Y a pesar de que, en el contexto de la pandemia, es un punto positivo ya que podría acelerar el desarrollo de un tratamiento eficaz o una vacuna que impida su contagio, hay otros aspectos de la salud que están siendo descuidados.

Uno de ellos es la lucha contra la tuberculosis, que según un nuevo estudio realizado por Stop TB Partnership, un organismo internacional que lucha contra esta enfermedad respiratoria, podría retrasarse en más de cinco años debido a la pandemia. Pero la peor parte es que pone sobre la mesa un riesgo de 1.4 millones de muertes adicionales por tuberculosis.

Reducción del suministro contra la tuberculosis en países más afectados

El equipo de Stop TB Partnership utilizó los datos de tres países que presentan una alta prevalencia de tuberculosis, Kenia, India y Ucrania, para su estudio,que sacó a relucir una realidad de la que muchos han comenzado a ser conscientes en medio de la nueva crisis sanitaria.

Las restricciones implementadas para contener la propagación de la nueva infección ha afectado a las personas pobres, muchas de las cuales no pueden practicar el distanciamiento social en sus hogares.

Esta situación aumenta el riesgo de transmisión de tuberculosis entre ellos, mientras que la llegada del tratamiento se hace cada vez más lenta debido a la interrupción de los movimientos. Incluso los hospitales y servicios de salud enfocados en la lucha contra la tuberculosis han pasado a funcionar para hacer pruebas y tratar casos de coronavirus.

Un grave impacto a largo plazo

El estudio estima que en los casos extremos, en los que los bloqueos de dichos suministros duren hasta tres meses, podría tomar hasta 10 meses restablecer los servicios relacionados con la tuberculosis a los niveles normales. Pero la gestión de la enfermedad en general podría tomar incluso mucho más tiempo.

“De hecho, la carga elevada de tuberculosis tardará varios años en volver a los niveles previos al bloqueo. Cuanto más grave es el bloqueo, más grave es el impacto a largo plazo”, Nimalan Arinaminpathy, profesor asociado de epidemiología matemática en el Imperial College. Londres, dijo a los periodistas.

Los investigadores también resaltan que con la llegada de la pandemia, ha quedado al descubierto una elevada capacidad de investigación que no se había visto hasta ahora para otros problemas como la malaria, el VIH o la tuberculosis.

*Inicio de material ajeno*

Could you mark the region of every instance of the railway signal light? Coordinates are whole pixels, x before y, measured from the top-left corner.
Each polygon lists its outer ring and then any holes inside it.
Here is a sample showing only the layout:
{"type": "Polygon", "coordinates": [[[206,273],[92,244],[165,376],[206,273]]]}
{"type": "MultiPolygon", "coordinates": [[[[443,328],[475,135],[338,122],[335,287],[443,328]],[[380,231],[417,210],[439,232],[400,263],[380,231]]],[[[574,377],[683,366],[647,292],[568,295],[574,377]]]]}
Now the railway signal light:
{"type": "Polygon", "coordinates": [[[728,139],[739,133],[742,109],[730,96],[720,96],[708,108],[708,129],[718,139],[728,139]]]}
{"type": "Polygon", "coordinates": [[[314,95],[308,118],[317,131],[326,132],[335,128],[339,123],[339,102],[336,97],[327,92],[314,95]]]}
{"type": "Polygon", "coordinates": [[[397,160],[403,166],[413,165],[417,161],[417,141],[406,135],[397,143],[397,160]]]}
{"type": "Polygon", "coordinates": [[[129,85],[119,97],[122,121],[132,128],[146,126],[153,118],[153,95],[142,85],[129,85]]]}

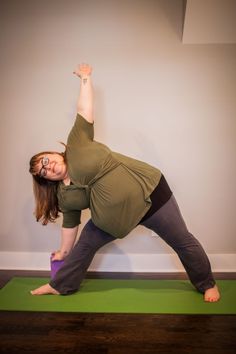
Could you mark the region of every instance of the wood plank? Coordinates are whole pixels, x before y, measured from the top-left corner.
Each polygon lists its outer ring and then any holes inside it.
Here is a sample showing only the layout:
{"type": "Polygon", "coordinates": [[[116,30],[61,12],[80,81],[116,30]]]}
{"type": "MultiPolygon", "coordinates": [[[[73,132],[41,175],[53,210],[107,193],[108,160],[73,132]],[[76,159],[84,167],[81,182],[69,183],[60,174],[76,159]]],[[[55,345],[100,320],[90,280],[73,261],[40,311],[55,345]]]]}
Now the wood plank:
{"type": "Polygon", "coordinates": [[[1,353],[235,353],[236,316],[1,312],[1,353]]]}

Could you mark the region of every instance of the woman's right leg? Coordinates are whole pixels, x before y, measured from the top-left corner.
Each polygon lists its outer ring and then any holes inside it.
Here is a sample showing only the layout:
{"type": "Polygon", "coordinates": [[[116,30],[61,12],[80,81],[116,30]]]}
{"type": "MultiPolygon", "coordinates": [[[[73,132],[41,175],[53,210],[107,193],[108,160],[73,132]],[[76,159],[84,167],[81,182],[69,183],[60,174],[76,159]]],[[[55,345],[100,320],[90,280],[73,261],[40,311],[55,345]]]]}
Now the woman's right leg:
{"type": "Polygon", "coordinates": [[[76,292],[97,250],[115,239],[89,220],[65,263],[50,281],[50,286],[62,295],[76,292]]]}

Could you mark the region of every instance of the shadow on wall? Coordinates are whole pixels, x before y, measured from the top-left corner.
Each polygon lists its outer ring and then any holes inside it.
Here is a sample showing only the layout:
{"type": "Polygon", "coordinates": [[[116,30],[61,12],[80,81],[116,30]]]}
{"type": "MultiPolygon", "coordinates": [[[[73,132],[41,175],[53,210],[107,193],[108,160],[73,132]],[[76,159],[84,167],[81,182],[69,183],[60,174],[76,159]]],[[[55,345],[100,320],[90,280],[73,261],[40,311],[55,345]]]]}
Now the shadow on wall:
{"type": "Polygon", "coordinates": [[[170,1],[162,0],[159,2],[159,8],[163,11],[171,28],[176,33],[180,41],[182,41],[184,17],[187,0],[170,1]]]}

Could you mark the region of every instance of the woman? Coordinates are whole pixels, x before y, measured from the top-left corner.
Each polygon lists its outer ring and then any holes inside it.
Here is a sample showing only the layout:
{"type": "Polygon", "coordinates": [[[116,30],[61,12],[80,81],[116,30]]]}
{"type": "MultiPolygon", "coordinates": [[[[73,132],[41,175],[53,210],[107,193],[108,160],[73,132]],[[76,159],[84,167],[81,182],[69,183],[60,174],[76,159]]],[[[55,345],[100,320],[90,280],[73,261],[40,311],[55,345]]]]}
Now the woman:
{"type": "Polygon", "coordinates": [[[87,64],[74,71],[81,79],[80,93],[65,153],[42,152],[30,161],[36,219],[46,225],[63,213],[61,247],[53,260],[65,259],[55,278],[31,293],[76,292],[96,251],[142,224],[176,251],[205,301],[218,301],[220,294],[208,257],[187,230],[160,170],[93,140],[91,73],[87,64]],[[86,208],[91,211],[91,220],[75,244],[81,210],[86,208]]]}

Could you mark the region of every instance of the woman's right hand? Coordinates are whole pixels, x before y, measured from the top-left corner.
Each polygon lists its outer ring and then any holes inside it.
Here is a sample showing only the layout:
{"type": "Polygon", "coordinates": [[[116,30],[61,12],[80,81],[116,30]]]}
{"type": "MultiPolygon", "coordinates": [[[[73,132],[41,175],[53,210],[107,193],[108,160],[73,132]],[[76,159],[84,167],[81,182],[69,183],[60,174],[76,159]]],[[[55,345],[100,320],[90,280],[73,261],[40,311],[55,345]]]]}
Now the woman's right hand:
{"type": "Polygon", "coordinates": [[[51,254],[52,261],[62,261],[65,258],[65,254],[62,254],[60,250],[54,251],[51,254]]]}

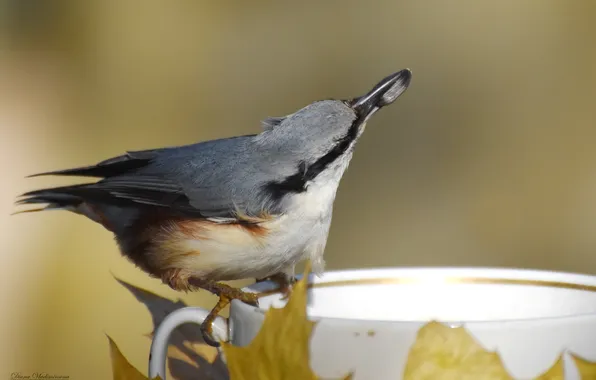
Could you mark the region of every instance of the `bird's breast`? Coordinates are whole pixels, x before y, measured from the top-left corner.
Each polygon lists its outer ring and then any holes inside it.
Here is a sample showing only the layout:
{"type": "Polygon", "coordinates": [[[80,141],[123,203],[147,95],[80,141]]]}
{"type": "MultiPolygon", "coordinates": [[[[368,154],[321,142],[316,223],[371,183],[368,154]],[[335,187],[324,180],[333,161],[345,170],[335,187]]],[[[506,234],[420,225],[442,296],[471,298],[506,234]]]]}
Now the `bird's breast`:
{"type": "Polygon", "coordinates": [[[340,179],[341,173],[322,173],[314,181],[307,183],[304,192],[289,198],[287,213],[309,220],[325,220],[332,212],[340,179]]]}
{"type": "Polygon", "coordinates": [[[183,269],[216,281],[267,277],[303,259],[320,272],[338,184],[336,175],[319,176],[259,223],[159,220],[136,235],[146,242],[136,246],[155,272],[183,269]]]}

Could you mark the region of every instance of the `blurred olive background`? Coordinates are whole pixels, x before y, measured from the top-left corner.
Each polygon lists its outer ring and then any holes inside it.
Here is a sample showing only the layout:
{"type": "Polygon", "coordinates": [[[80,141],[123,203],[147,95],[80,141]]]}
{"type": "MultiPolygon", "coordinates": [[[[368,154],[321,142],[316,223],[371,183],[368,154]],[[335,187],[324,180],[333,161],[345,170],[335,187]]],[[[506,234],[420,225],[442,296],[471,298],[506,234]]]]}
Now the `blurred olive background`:
{"type": "Polygon", "coordinates": [[[151,318],[113,276],[180,295],[66,212],[9,216],[26,175],[259,131],[408,67],[337,196],[329,269],[596,274],[596,3],[2,0],[0,377],[146,371],[151,318]]]}

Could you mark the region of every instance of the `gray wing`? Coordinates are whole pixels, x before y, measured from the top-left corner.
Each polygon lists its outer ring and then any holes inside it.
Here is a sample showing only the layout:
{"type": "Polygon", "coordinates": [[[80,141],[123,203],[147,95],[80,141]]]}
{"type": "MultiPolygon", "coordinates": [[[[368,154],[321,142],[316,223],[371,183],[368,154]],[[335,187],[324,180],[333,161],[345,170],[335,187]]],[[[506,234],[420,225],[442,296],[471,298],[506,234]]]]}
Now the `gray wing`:
{"type": "Polygon", "coordinates": [[[128,152],[97,165],[38,175],[103,177],[60,191],[106,204],[167,207],[205,218],[233,218],[236,211],[259,215],[270,201],[266,187],[287,173],[281,152],[259,149],[253,137],[128,152]]]}
{"type": "Polygon", "coordinates": [[[164,173],[206,217],[276,213],[268,188],[296,169],[283,151],[271,148],[256,144],[254,136],[208,141],[170,152],[140,173],[164,173]]]}

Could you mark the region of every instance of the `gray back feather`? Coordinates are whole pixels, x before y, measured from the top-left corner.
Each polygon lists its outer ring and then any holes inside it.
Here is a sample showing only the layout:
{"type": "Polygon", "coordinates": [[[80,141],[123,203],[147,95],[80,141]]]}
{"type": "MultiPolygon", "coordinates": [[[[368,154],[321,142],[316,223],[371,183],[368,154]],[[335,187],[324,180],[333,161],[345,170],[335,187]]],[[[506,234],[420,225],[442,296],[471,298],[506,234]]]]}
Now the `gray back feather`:
{"type": "Polygon", "coordinates": [[[344,137],[356,119],[341,101],[310,104],[282,118],[270,118],[258,135],[201,142],[159,151],[137,175],[162,176],[179,184],[207,217],[275,213],[264,191],[301,168],[312,165],[344,137]]]}

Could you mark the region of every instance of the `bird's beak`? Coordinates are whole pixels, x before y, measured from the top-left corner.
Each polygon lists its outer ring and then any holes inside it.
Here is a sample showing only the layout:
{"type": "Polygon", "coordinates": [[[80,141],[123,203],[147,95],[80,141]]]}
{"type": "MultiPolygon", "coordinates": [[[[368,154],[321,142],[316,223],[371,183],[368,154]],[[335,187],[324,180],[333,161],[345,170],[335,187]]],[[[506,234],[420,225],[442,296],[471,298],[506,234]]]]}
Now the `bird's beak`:
{"type": "Polygon", "coordinates": [[[372,114],[395,101],[410,85],[412,72],[404,69],[381,80],[370,92],[352,100],[358,116],[368,119],[372,114]]]}

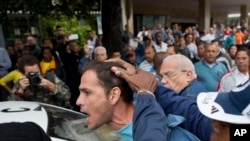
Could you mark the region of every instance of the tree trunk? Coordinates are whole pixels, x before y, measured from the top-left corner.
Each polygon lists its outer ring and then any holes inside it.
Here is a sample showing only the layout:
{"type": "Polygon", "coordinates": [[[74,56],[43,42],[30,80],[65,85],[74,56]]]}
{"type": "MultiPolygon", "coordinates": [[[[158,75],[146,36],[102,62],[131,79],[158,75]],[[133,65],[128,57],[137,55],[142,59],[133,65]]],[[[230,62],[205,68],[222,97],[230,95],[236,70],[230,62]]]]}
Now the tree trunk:
{"type": "Polygon", "coordinates": [[[122,49],[121,0],[102,0],[103,46],[108,56],[122,49]]]}

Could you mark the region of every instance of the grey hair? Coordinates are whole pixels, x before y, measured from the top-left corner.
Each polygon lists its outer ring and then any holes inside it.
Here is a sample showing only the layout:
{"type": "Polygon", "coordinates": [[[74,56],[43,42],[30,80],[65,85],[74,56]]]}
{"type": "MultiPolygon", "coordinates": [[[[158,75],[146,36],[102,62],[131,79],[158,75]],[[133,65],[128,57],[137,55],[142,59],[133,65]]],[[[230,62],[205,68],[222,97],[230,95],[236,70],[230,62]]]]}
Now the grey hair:
{"type": "Polygon", "coordinates": [[[95,50],[94,50],[94,53],[96,53],[97,50],[103,50],[104,53],[107,54],[107,50],[106,50],[106,48],[103,47],[103,46],[98,46],[98,47],[96,47],[95,50]]]}
{"type": "Polygon", "coordinates": [[[190,70],[193,72],[193,78],[194,79],[197,78],[197,75],[195,73],[194,64],[186,56],[181,55],[181,54],[174,54],[174,55],[169,55],[163,61],[166,61],[166,60],[175,60],[179,70],[190,70]]]}

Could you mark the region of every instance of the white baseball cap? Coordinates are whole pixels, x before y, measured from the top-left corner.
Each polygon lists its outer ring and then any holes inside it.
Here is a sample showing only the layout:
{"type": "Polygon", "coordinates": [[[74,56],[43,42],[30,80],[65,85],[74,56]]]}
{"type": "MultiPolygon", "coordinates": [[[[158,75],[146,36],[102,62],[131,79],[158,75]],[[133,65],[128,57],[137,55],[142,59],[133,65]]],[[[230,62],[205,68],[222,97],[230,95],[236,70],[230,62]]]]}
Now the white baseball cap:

“Estamos mirando con asombro cómo COVID-19 ha estado alrededor de 128 días, pero ya tiene alrededor de 100 vacunas candidatas”, dijo Lucica Ditiu, directora ejecutiva de Stop TB. “La nueva agenda es vacunas y tratamiento para COVID-19. Nadie habla de vacunas contra el VIH, la malaria o la tuberculosis”.

Estigmatización de pacientes con enfermedad respiratoria

Pero el impacto de la pandemia no se limita únicamente al bloqueo del tratamiento y un mayor riesgo de contagio de tuberculosis, sino que incluye otros efectos no deseados como la estigmatización de pacientes.

La idea fue asomaa por Cheri Vincent, jefa de la división de tuberculosis en la Agencia de los Estados Unidos para el Desarrollo Internacional (USAID, según sus siglas en inglés), quien dice que las personas con síntomas similares a los del coronavirus podrían tener miedo de acercarse a los centros sanitarios.

“Aquí hay personas que tienen síntomas similares a los del coronavirus, y algunos incluso temerían acercarse a las instalaciones de salud porque enfrentarían el estigma de ser identificados como que tienen COVID-19”, dijo.

Pero el efecto más temido es el de la presencia simultánea de ambas enfermedades, que como bien sabemos, atacan al sistema respiratorio. Esto ciertamente podría aumentar la letalidad de la tuberculosis.